In 1944, the famous director Preston Sturges made his one truly bad movie, The Great Moment, which chronicles the life and times of Dr. W.T.G. Morton, the man who invented dental anesthesia. With Joel McCrea badly miscast as a studious dental pioneer, the movie is replete with a botched operation, terrified patients, highly unethical dental practices and unbearable slapstick. Looking about as comfortable perusing his massive medical textbook as Keanu Reeves would look with the concordance to Moliere, McCrea is a tragic figure who ends his career in disgrace. Once again, low self-esteem runs rampant. In one scene, McCrea's fiancee tearfully explains to her mother that her intended hopes to become a dentist. "Oh, and he seemed such a nice young man," says the mother.

In 1948, the third--and only musical--version of One Sunday Afternoon was released. Here, the flatulent Dennis Morgan reprises the Cooper-Cagney role, and the music is very bad, as befits a profession whose operating theater ambience will eventually come to be intimately identified with Kenny G, Chuck Mangione and the appalling John Tesh. Thus, in one fell swoop, this remake achieved the unlikely hat trick of being both years behind and decades ahead of its time, while also sucking in the present.

That very same year, Bob Hope appeared as a hapless dentist in the oater comedy_ The Paleface_. Early in the film Hope is seen using a hammer on his patient while reading dentistry technique from a manual. When his patient tries to explain that he is treating the wrong tooth, Hope snaps: "Please, no clues, you'll spoil all the fun." As with virtually every other movie in the genre, Hope's character, "Painless" Potter, is clearly a lecherous individual plagued by crippling self-revulsion, though the film is enlivened by a great scene where Jane Russell guns down a couple of ornery varmints with pistols strapped around her undies.

For whatever reason, the 1950s were a dental-deficient era in motion pictures, but as soon as 1960 arrived, there was Bells Are Ringing, in which Dean Martin plays an aspiring playwright who falls in love with the woman who runs his answering service, and becomes involved with a singing dentist who secretly dreams of writing musicals. As is only to be expected, Dr. Joe Kitchell, played by Bernie West, is an absolutely terrible dentist with horrendous taste in music. Once again, the same dominant themes take center stage: bad dentistry, low self-esteem, horrible music.

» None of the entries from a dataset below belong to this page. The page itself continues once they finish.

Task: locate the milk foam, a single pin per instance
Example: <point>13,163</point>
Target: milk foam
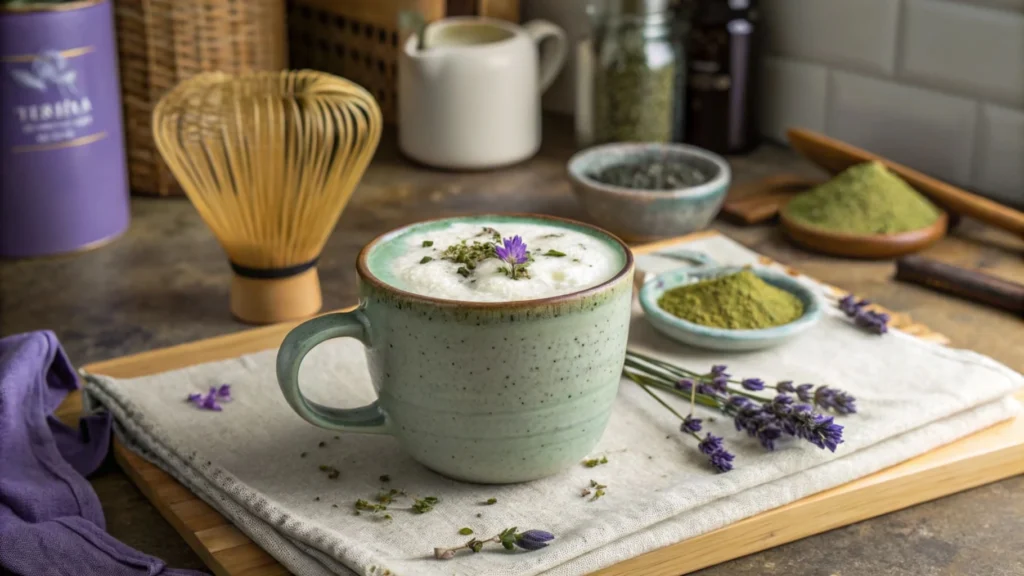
<point>588,261</point>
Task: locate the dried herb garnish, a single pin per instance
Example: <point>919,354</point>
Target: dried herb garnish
<point>332,472</point>
<point>424,505</point>
<point>595,490</point>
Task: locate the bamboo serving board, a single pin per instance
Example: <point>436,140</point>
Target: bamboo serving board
<point>986,456</point>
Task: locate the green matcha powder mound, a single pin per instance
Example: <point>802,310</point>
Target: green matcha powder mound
<point>737,301</point>
<point>864,199</point>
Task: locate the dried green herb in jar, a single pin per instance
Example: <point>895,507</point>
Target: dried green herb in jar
<point>737,301</point>
<point>636,75</point>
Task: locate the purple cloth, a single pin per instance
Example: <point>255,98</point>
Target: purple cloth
<point>50,519</point>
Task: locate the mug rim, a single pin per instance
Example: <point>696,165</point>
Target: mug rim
<point>468,19</point>
<point>363,266</point>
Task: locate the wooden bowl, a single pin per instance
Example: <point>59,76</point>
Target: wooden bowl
<point>863,246</point>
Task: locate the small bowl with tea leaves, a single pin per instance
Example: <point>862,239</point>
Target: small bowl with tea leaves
<point>729,309</point>
<point>646,191</point>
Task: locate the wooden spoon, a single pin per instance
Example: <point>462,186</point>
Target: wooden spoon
<point>867,246</point>
<point>836,156</point>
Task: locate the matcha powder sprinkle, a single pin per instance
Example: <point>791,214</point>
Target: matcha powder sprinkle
<point>864,199</point>
<point>737,301</point>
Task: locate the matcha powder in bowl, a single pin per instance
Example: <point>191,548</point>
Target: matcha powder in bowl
<point>736,301</point>
<point>865,199</point>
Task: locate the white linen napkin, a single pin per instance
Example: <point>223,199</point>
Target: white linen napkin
<point>247,460</point>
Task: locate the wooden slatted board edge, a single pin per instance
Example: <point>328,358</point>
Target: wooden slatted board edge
<point>983,457</point>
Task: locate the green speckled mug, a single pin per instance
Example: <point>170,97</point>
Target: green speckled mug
<point>481,392</point>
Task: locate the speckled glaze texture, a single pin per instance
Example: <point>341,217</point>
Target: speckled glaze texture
<point>480,392</point>
<point>498,396</point>
<point>639,215</point>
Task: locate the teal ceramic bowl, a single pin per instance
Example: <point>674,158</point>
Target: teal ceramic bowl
<point>722,338</point>
<point>644,215</point>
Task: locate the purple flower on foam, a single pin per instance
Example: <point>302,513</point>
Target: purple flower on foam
<point>512,251</point>
<point>753,384</point>
<point>534,539</point>
<point>690,424</point>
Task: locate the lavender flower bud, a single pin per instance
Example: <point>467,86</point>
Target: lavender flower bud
<point>710,444</point>
<point>804,392</point>
<point>721,460</point>
<point>753,384</point>
<point>534,539</point>
<point>690,424</point>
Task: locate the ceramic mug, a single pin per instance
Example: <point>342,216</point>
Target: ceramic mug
<point>471,98</point>
<point>481,392</point>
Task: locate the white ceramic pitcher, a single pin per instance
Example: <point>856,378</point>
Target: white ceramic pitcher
<point>471,98</point>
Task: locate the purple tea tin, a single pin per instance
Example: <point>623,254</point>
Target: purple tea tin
<point>62,173</point>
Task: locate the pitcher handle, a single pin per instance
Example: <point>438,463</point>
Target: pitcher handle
<point>552,59</point>
<point>304,337</point>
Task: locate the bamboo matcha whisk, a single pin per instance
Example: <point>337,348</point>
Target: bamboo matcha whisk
<point>269,161</point>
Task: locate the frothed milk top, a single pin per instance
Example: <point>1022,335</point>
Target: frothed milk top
<point>561,260</point>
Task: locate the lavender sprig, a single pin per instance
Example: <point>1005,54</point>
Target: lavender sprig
<point>211,399</point>
<point>790,411</point>
<point>875,322</point>
<point>508,538</point>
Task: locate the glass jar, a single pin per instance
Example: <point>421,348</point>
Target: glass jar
<point>635,70</point>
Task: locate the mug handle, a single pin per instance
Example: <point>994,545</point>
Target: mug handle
<point>298,342</point>
<point>553,59</point>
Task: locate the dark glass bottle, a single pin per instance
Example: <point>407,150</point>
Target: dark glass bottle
<point>721,94</point>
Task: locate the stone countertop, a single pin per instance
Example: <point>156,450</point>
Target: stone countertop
<point>166,282</point>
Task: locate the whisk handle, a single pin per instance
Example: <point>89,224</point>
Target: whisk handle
<point>366,419</point>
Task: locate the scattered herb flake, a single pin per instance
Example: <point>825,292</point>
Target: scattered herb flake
<point>423,505</point>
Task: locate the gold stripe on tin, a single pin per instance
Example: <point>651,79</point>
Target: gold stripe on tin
<point>57,146</point>
<point>69,53</point>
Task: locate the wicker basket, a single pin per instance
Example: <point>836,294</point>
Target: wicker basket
<point>162,42</point>
<point>358,39</point>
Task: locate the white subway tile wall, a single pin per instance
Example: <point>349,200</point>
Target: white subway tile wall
<point>856,34</point>
<point>1000,161</point>
<point>794,95</point>
<point>960,47</point>
<point>929,130</point>
<point>934,84</point>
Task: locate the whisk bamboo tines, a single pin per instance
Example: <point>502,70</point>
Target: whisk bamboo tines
<point>269,160</point>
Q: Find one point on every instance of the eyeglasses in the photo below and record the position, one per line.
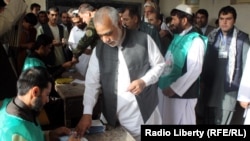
(78, 22)
(75, 15)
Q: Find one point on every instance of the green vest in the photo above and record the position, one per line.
(12, 126)
(176, 58)
(32, 62)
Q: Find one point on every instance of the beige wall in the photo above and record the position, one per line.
(213, 7)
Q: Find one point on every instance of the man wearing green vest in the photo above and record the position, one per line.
(179, 83)
(18, 115)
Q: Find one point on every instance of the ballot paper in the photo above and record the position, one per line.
(66, 138)
(247, 116)
(96, 127)
(77, 81)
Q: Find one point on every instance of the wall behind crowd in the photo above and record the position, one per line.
(212, 6)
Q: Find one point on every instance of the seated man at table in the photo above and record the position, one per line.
(18, 115)
(38, 54)
(54, 108)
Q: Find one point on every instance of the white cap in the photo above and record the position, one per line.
(184, 8)
(150, 4)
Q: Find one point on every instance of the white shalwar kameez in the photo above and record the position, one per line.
(75, 35)
(179, 111)
(244, 90)
(128, 112)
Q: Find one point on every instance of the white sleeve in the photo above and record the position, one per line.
(244, 89)
(92, 84)
(195, 59)
(156, 61)
(11, 14)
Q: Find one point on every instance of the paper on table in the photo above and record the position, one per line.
(66, 138)
(78, 81)
(96, 127)
(247, 116)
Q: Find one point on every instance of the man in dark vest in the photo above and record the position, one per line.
(59, 52)
(180, 80)
(125, 65)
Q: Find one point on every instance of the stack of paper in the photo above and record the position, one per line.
(96, 127)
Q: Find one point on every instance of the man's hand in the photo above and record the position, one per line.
(68, 64)
(136, 86)
(61, 131)
(83, 125)
(75, 60)
(168, 92)
(244, 104)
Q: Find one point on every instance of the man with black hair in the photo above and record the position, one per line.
(179, 83)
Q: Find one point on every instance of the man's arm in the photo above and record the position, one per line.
(11, 14)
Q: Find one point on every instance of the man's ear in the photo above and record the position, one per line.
(35, 91)
(120, 23)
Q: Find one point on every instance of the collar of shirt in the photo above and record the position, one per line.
(186, 31)
(18, 108)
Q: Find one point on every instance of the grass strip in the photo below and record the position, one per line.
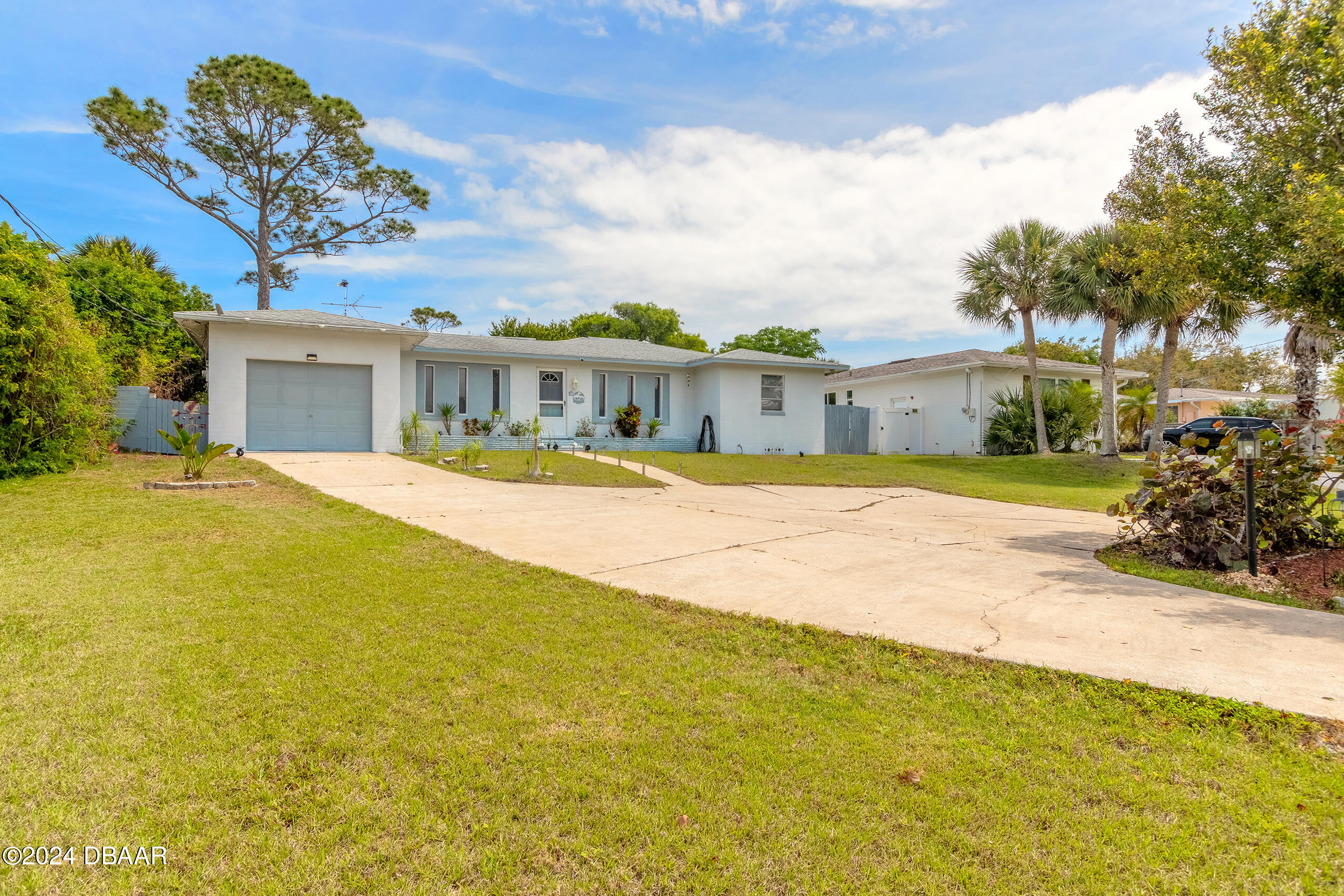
(296, 695)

The 1960s continued lugubriously with Roger Corman's The Little Shop of Horrors, featuring a sadistic dentist and his masochistic patient, Jack Nicholson. Dentists fared no better in such offerings as Dentist in the Chair (wacky crime-fighting dental students), Get On With It (wacky dentist inventors), The Secret Partner (blackmailing dentist), The Shakiest Gun in the West (wacky Don Knotts in a horrid remake of The Paleface) and Cactus Flower (Goldie Hawn-loving dentist Walter Matthau).

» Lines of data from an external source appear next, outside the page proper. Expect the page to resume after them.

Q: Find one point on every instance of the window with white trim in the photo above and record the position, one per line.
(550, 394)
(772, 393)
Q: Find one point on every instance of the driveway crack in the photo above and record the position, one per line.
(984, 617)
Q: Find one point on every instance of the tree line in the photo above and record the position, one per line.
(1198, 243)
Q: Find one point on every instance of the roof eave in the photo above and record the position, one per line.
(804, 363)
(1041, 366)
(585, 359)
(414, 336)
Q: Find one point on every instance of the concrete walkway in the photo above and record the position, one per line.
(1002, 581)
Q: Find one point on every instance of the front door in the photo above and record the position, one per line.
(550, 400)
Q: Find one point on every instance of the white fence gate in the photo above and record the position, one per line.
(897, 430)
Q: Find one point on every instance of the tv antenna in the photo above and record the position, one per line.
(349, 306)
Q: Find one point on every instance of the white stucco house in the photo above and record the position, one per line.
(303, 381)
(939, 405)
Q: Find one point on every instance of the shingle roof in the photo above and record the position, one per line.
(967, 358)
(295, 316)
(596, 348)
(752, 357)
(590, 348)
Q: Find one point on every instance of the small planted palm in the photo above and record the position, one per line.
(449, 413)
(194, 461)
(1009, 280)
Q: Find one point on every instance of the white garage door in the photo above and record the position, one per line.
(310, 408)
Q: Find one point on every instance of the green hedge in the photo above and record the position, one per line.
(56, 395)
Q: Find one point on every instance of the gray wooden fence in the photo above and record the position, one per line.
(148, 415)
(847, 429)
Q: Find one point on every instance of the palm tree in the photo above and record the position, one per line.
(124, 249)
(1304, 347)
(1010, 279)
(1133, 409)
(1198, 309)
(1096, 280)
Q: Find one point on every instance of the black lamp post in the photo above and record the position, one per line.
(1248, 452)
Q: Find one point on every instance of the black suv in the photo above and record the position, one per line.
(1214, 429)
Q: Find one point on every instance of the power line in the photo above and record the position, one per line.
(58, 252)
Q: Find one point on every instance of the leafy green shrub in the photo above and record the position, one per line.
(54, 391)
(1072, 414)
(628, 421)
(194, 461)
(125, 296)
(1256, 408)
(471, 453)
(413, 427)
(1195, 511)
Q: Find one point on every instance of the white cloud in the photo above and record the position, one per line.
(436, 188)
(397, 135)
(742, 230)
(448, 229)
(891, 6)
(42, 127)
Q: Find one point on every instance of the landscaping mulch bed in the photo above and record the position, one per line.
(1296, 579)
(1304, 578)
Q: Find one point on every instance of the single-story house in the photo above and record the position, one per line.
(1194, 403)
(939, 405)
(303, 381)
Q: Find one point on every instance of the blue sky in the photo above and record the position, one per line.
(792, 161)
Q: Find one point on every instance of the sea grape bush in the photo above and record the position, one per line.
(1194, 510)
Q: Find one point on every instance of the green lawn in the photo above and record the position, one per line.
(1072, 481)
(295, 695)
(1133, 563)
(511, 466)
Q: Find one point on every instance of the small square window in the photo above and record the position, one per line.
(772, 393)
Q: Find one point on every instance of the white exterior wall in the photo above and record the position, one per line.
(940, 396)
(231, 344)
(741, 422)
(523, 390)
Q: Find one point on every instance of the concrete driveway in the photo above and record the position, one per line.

The next time the public would be exposed to dental expertise of any note was in John Schlesinger's watershed film Marathon Man, released in 1976. What makes Marathon Man so fascinating is that it is one of the few films in the entire canon of dental cinema in which the dentist does not suffer from low self-esteem. Yes, Laurence Olivier plays a sadistic Nazi hiding out in South America. Yes, he is a fiendish killer. And yes, he's a practitioner of some of the most aggressive dental procedures imaginable. But nothing in Olivier's performance suggests that he suffers from any doubts about his own worth as a person or a dentist. That's one thing you have to give the Third Reich: they really knew how to make their employees feel good about themselves.

Perhaps owing to the dark shadow cast over the profession by Olivier's nauseating antics, dentistry did not resurface in any meaningful way until 1985, when Joe Mantegna played a mobbed-up dentist in Compromising Positions. This intermittently entertaining film, starring Susan Sarandon as a nosy housewife/reporter investigating the dentist's murder, opens with some fascinating shots inside her mouth, with Mantegna asking if she's been using unwaxed dental floss and the Water Pik. This is, as far as I can determine, the first time that flossing is ever mentioned in a film about dentists. And doesn't that say a lot about Hollywood's idiot culture?